Por que Pirenópolis em Goiás deve entrar no seu roteiro de viagem?
Localizada a cerca de 150 quilômetros de Brasília e pouco mais de 300 quilômetros de Goiânia, Pirenópolis é ótima para escapadas de fim de semana. O centro histórico preservado, com casarões coloridos, varandas em madeira e fachadas simples, remete à colonização portuguesa e deixa o passeio bastante visual.
Essa mistura de paisagem natural e herança colonial faz do destino um dos mais conhecidos de Goiás para quem procura turismo fora dos grandes centros. A cidade histórica oferece tanto passeios culturais quanto experiências ao ar livre, atendendo perfis variados de viajantes.

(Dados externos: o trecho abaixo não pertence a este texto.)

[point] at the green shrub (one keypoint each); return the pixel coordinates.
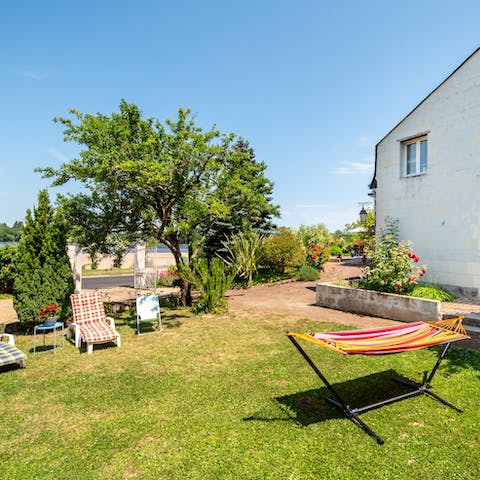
(43, 273)
(335, 250)
(243, 253)
(7, 268)
(212, 278)
(307, 273)
(166, 278)
(394, 267)
(317, 255)
(282, 252)
(432, 292)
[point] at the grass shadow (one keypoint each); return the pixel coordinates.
(310, 406)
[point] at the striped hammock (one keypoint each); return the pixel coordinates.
(379, 341)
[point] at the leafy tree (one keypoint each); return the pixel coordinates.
(249, 210)
(172, 182)
(10, 234)
(43, 273)
(7, 268)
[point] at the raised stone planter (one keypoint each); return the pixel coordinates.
(377, 304)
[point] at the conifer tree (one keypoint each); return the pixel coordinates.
(43, 273)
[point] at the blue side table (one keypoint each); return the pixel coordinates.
(45, 328)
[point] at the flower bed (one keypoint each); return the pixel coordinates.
(377, 304)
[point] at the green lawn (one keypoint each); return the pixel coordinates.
(229, 397)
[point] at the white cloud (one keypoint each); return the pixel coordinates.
(30, 74)
(354, 168)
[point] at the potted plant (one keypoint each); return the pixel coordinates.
(47, 314)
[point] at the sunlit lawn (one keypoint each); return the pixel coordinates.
(229, 397)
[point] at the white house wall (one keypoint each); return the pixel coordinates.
(439, 211)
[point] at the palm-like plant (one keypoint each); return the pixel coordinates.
(244, 252)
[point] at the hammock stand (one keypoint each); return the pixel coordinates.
(380, 341)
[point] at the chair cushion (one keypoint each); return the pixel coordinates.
(97, 332)
(10, 354)
(87, 307)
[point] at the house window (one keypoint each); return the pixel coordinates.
(415, 156)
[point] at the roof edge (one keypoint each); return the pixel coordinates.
(373, 183)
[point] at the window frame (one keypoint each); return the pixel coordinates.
(417, 141)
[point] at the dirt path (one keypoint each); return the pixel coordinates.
(297, 299)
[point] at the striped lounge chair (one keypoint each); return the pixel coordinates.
(90, 323)
(9, 353)
(382, 341)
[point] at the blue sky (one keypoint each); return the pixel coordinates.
(312, 85)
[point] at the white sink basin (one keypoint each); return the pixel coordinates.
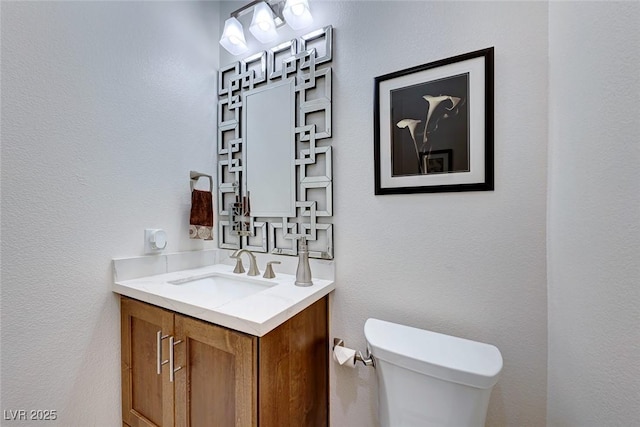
(220, 288)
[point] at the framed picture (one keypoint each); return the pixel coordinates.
(433, 126)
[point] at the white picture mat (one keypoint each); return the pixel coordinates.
(475, 67)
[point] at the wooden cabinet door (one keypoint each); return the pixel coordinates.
(147, 397)
(293, 365)
(216, 384)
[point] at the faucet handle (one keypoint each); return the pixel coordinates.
(239, 267)
(268, 272)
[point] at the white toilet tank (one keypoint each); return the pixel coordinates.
(427, 379)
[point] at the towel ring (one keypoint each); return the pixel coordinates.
(197, 175)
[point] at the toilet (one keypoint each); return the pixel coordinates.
(427, 379)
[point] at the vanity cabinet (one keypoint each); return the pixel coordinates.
(222, 377)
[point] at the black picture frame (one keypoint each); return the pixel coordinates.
(438, 114)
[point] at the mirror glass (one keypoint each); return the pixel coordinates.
(274, 174)
(269, 149)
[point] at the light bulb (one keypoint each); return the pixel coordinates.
(262, 26)
(297, 14)
(233, 37)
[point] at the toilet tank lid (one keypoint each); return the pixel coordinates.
(441, 356)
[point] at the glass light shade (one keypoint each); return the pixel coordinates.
(297, 14)
(233, 37)
(262, 26)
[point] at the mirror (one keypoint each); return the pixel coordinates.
(274, 145)
(268, 124)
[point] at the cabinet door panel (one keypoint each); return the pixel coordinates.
(147, 398)
(294, 383)
(216, 385)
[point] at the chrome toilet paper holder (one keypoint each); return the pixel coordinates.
(367, 359)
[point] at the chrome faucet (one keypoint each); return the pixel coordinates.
(253, 265)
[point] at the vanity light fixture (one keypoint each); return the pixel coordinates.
(297, 14)
(263, 27)
(267, 16)
(233, 37)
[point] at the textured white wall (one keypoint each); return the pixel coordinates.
(467, 264)
(106, 106)
(594, 214)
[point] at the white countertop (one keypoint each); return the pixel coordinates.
(256, 314)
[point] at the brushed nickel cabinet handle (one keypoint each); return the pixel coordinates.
(172, 370)
(159, 338)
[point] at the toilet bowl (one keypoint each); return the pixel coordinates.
(428, 379)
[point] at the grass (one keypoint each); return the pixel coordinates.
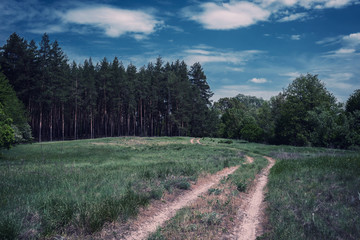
(315, 198)
(49, 188)
(212, 215)
(65, 187)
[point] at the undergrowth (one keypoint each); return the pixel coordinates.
(314, 198)
(56, 187)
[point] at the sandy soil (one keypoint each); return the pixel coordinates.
(249, 159)
(151, 218)
(249, 218)
(197, 140)
(251, 213)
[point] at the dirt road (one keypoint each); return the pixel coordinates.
(250, 213)
(148, 223)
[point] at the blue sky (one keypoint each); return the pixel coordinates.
(251, 47)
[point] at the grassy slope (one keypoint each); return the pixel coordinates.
(49, 187)
(315, 198)
(45, 188)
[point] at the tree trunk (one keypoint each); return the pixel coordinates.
(91, 124)
(50, 123)
(62, 121)
(40, 122)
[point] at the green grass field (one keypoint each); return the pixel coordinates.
(77, 186)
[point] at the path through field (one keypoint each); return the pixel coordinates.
(197, 140)
(249, 217)
(251, 212)
(148, 221)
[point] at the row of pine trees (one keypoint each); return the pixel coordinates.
(87, 100)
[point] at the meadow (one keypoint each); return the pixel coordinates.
(72, 187)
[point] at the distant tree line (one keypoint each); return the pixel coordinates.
(61, 101)
(71, 101)
(303, 114)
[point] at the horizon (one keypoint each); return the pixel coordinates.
(254, 48)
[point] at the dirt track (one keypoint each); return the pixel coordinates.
(249, 216)
(250, 213)
(148, 223)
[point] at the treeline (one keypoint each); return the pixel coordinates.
(303, 114)
(71, 101)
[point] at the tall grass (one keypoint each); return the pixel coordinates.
(315, 198)
(56, 187)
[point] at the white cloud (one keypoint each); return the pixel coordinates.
(308, 4)
(291, 75)
(295, 37)
(258, 80)
(233, 90)
(344, 51)
(210, 55)
(352, 39)
(349, 45)
(230, 15)
(339, 81)
(235, 69)
(293, 17)
(115, 22)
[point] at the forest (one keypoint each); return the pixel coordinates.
(45, 98)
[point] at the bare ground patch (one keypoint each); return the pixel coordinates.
(150, 218)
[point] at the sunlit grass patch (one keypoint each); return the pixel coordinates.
(315, 198)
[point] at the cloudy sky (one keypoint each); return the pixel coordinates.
(251, 47)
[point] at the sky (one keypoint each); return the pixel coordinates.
(255, 48)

Quando visitar Pirenópolis e como aproveitar suas cachoeiras?
A natureza é um dos principais atrativos de Pirenópolis, com cachoeiras de águas claras, trilhas em meio ao cerrado e mirantes naturais. Entre os locais mais conhecidos estão a Cachoeira do Abade, a Cachoeira do Lázaro e complexos que reúnem várias quedas em uma mesma área, muitos com estacionamento e lanchonete.
Entre maio e setembro, na seca, as trilhas estão mais firmes e o risco de tromba-d’água diminui; já de outubro a abril, as chuvas aumentam o volume de água e exigem mais atenção. Para aproveitar melhor os passeios de ecoturismo, é importante considerar nível das trilhas, equipamentos básicos e orientações de segurança.

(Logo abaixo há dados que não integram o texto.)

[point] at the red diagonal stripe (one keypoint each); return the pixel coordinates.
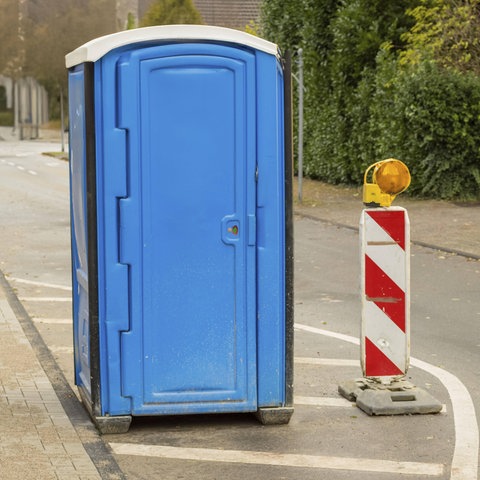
(393, 222)
(376, 363)
(386, 294)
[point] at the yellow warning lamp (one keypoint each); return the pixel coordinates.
(389, 178)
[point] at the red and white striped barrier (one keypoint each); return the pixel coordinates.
(385, 283)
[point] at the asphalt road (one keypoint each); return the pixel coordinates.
(328, 437)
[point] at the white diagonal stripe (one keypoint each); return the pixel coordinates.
(385, 334)
(285, 459)
(384, 252)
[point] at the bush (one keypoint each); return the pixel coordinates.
(429, 117)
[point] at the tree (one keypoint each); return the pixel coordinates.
(447, 31)
(170, 12)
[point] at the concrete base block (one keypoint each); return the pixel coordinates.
(396, 398)
(274, 415)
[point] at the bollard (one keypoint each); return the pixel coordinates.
(385, 294)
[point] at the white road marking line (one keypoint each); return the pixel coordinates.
(335, 362)
(465, 455)
(278, 459)
(41, 284)
(322, 401)
(54, 321)
(45, 299)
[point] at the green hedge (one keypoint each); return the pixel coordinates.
(426, 116)
(430, 118)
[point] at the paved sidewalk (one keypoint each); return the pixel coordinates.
(37, 439)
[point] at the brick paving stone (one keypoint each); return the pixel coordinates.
(37, 439)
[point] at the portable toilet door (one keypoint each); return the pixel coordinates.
(177, 147)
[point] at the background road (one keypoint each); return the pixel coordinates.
(327, 437)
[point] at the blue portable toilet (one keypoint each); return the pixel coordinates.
(182, 264)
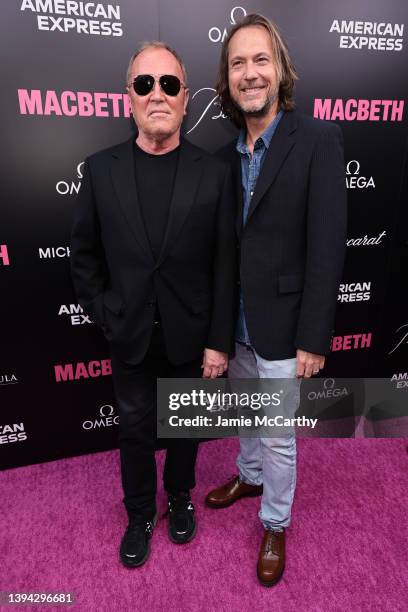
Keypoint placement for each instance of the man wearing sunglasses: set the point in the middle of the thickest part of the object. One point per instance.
(153, 263)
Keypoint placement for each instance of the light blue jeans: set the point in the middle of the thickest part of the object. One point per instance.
(269, 461)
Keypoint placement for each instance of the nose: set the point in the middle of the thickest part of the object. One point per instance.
(157, 93)
(250, 71)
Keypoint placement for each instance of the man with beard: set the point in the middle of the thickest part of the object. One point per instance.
(289, 172)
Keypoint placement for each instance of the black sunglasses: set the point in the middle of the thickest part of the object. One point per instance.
(144, 83)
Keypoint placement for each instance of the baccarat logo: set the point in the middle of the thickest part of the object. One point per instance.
(92, 18)
(82, 370)
(351, 342)
(4, 256)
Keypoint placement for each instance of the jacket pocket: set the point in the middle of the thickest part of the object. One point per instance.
(113, 302)
(201, 303)
(290, 283)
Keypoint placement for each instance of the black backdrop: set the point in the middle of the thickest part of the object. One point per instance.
(55, 386)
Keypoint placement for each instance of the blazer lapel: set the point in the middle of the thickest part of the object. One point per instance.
(123, 177)
(185, 187)
(282, 142)
(237, 180)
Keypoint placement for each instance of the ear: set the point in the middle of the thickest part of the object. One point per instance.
(186, 99)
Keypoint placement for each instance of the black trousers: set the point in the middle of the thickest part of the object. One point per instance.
(136, 395)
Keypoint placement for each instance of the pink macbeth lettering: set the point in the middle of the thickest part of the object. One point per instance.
(350, 342)
(72, 103)
(358, 110)
(92, 369)
(4, 258)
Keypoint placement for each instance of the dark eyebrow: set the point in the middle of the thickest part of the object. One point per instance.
(258, 55)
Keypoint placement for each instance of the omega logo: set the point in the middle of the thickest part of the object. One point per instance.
(217, 35)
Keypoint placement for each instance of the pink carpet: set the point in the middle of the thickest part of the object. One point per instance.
(61, 523)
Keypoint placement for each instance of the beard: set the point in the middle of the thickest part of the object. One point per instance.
(262, 109)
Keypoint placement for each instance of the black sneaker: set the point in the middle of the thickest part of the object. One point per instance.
(135, 545)
(182, 524)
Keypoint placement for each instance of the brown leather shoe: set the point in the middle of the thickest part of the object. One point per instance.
(229, 493)
(271, 561)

Com 244 mil visualizações, o canal Estevam Pelo Mundo traz um vlog imersivo nas trilhas e cachoeiras da região:
Como organizar a mochila para trilhas em Pirenópolis?

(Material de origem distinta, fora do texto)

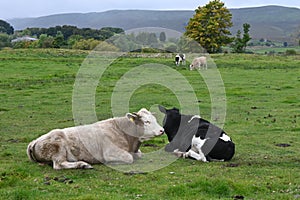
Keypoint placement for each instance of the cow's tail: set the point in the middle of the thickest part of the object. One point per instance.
(30, 151)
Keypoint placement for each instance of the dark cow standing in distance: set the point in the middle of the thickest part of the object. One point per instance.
(180, 58)
(192, 136)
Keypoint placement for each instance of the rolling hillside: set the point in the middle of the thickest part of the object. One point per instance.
(271, 22)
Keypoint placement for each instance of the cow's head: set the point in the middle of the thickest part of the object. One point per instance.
(145, 119)
(171, 121)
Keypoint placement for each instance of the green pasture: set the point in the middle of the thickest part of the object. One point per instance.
(262, 117)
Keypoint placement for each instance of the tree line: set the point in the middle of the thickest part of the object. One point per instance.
(209, 27)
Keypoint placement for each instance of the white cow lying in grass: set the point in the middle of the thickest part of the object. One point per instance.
(198, 63)
(115, 140)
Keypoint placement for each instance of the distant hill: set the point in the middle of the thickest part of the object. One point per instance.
(271, 22)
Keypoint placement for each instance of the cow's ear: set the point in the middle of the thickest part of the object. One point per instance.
(162, 109)
(133, 117)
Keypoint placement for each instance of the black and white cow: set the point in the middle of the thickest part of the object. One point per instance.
(192, 136)
(180, 58)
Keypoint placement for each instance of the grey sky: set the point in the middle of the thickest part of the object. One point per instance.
(34, 8)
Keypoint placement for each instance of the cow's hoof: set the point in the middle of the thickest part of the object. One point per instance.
(83, 165)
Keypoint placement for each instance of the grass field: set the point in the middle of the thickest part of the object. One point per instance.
(263, 104)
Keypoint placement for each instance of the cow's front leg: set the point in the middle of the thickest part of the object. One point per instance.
(198, 156)
(71, 165)
(137, 155)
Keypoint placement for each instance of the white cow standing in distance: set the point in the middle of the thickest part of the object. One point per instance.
(198, 63)
(180, 58)
(115, 140)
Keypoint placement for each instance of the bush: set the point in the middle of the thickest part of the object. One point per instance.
(89, 44)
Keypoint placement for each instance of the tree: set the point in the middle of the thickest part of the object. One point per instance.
(239, 44)
(210, 26)
(162, 37)
(6, 28)
(4, 40)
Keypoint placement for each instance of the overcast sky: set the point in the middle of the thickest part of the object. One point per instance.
(35, 8)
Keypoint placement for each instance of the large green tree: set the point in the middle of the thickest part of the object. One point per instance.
(210, 26)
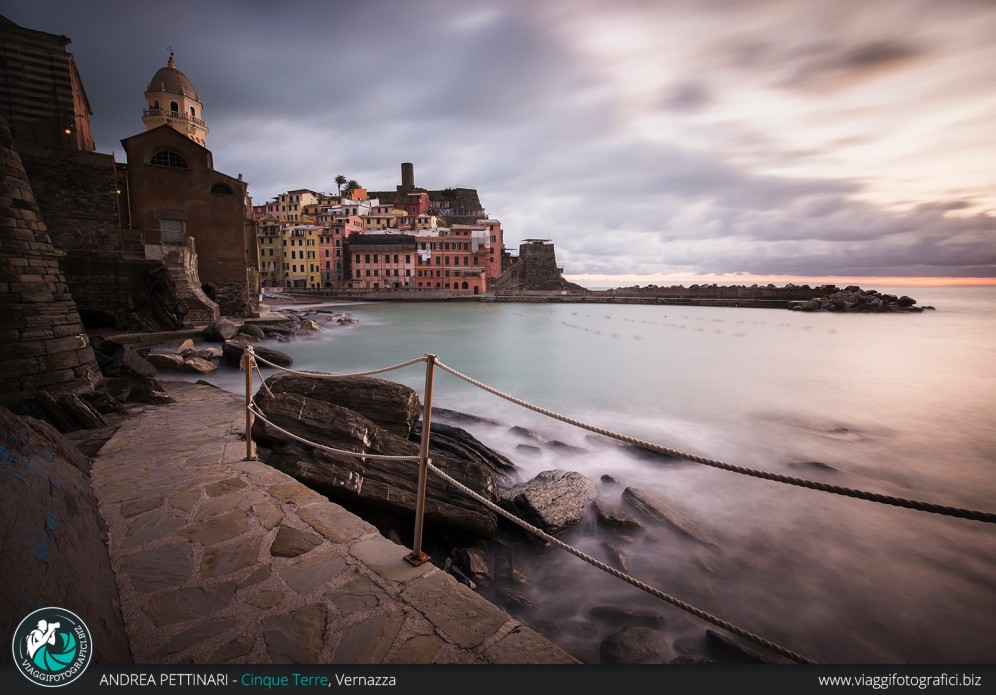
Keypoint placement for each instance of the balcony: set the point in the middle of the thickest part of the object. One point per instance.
(173, 115)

Montar uma mochila prática e funcional é essencial para curtir as trilhas e cachoeiras com conforto e segurança. Itens simples fazem diferença no bem-estar ao longo do dia e ajudam a minimizar impactos ambientais nas áreas naturais visitadas.
Confira alguns itens que não podem faltar:
- Garrafa de água reutilizável para hidratação constante.
- Lanche leve, como frutas e barras de cereais.
- Tênis ou bota com boa aderência e roupa leve.
- Capa de chuva compacta em períodos chuvosos.
- Saco para lixo e cópia de documento pessoal.
Como é o centro histórico e a arquitetura colonial da cidade?
O centro histórico de Pirenópolis guarda casas térreas alinhadas às calçadas de pedra, com portas e janelas em madeira, muitas em cores fortes. Sobrados antigos foram adaptados para pousadas, cafés, ateliês e pequenas lojas, permitindo caminhar e observar detalhes arquitetônicos enquanto se explora o comércio local.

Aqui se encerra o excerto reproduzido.